Crude oil prices jumped in European trade Monday after Iran said it halted oil exports to the UK and France in reply to the European Union's economic sanctions over its disputed nuclear program.
Light sweet crude for March delivery gained 1.76 percent to $105.06 a barrel in electronic trading on the New York Mercantile Exchange during European trading hours. Brent crude oil futures for April delivery rose 1.02 percent to $120.82 a barrel on the ICE futures exchange in London.
According to Iran's official news agency IRNA, Oil Ministry spokesman Ali Reza Nikzad Rahbar said Sunday: “Oil sales to British and French companies have ceased. We have taken steps to deliver our oil to other countries in the place of British and French companies.”
However, the decision isn't expected to have a big impact as the UK gets only 1 percent of its oil from Iran and France gets only about 3 percent from there.

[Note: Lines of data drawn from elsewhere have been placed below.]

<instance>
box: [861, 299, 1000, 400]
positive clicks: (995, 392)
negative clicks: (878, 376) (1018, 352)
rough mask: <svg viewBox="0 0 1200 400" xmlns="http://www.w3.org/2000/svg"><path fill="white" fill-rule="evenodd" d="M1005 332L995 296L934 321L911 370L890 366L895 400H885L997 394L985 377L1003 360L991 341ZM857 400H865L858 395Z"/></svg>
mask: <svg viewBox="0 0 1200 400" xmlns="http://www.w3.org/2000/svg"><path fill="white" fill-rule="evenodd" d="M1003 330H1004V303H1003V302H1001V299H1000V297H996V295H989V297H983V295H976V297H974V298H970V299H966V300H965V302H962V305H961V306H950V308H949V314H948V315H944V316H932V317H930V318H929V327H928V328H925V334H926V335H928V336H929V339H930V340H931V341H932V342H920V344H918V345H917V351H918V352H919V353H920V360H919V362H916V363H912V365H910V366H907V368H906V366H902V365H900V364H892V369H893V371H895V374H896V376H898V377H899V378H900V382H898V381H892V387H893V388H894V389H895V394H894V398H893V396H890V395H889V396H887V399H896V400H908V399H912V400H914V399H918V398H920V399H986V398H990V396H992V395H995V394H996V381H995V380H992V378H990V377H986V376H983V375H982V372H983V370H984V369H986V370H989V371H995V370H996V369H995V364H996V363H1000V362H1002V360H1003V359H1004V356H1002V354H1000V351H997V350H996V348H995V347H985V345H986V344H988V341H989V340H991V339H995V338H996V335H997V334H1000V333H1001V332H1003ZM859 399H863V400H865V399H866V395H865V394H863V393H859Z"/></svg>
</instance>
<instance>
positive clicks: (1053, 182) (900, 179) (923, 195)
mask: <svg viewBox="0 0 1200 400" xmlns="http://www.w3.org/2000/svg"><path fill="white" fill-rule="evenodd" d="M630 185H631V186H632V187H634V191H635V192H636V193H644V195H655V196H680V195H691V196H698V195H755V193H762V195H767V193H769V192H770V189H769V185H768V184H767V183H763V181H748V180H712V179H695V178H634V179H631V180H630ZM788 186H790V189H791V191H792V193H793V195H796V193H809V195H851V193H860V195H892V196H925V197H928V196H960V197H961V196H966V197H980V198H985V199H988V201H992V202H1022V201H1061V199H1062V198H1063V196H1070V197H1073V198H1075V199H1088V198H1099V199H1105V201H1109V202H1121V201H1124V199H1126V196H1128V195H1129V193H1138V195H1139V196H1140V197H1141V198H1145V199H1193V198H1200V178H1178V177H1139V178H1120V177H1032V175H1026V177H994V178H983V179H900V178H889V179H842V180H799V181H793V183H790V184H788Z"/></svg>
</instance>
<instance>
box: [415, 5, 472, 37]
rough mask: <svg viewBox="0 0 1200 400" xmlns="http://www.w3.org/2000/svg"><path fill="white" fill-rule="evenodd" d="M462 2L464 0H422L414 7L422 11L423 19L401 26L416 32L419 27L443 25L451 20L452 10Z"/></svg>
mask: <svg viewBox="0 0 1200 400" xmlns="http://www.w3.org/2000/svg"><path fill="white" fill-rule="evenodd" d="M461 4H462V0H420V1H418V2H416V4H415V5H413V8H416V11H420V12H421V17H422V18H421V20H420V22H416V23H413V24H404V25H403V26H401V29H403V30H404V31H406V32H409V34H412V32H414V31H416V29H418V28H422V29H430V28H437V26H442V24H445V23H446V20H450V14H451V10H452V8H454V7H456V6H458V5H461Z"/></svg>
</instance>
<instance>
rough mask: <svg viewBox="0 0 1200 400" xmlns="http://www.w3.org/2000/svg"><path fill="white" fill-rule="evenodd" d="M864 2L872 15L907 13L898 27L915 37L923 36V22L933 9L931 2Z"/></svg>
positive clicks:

European Union governments agreed last month to an immediate ban on all new contracts to import, buy or transport Iranian crude oil and agreed to fulfill existing contracts until July 1, 2012. After Saudi Arabia, Iran is the second-largest producer in the Organization of Petroleum Exporting Countries. The European Union buys about 18 percent of Iran's total crude exports.
Meanwhile, optimism that the Greece bailout deal would be reached at the EU finance ministers' meeting Monday also buoyed sentiment.
European Finance Ministers are meeting in Brussels Monday and are expected to approve a second rescue package worth 130 billion euros ($170.9 billion) for Greece as major Eurozone powers have assured that they would not allow a disorderly Greece default.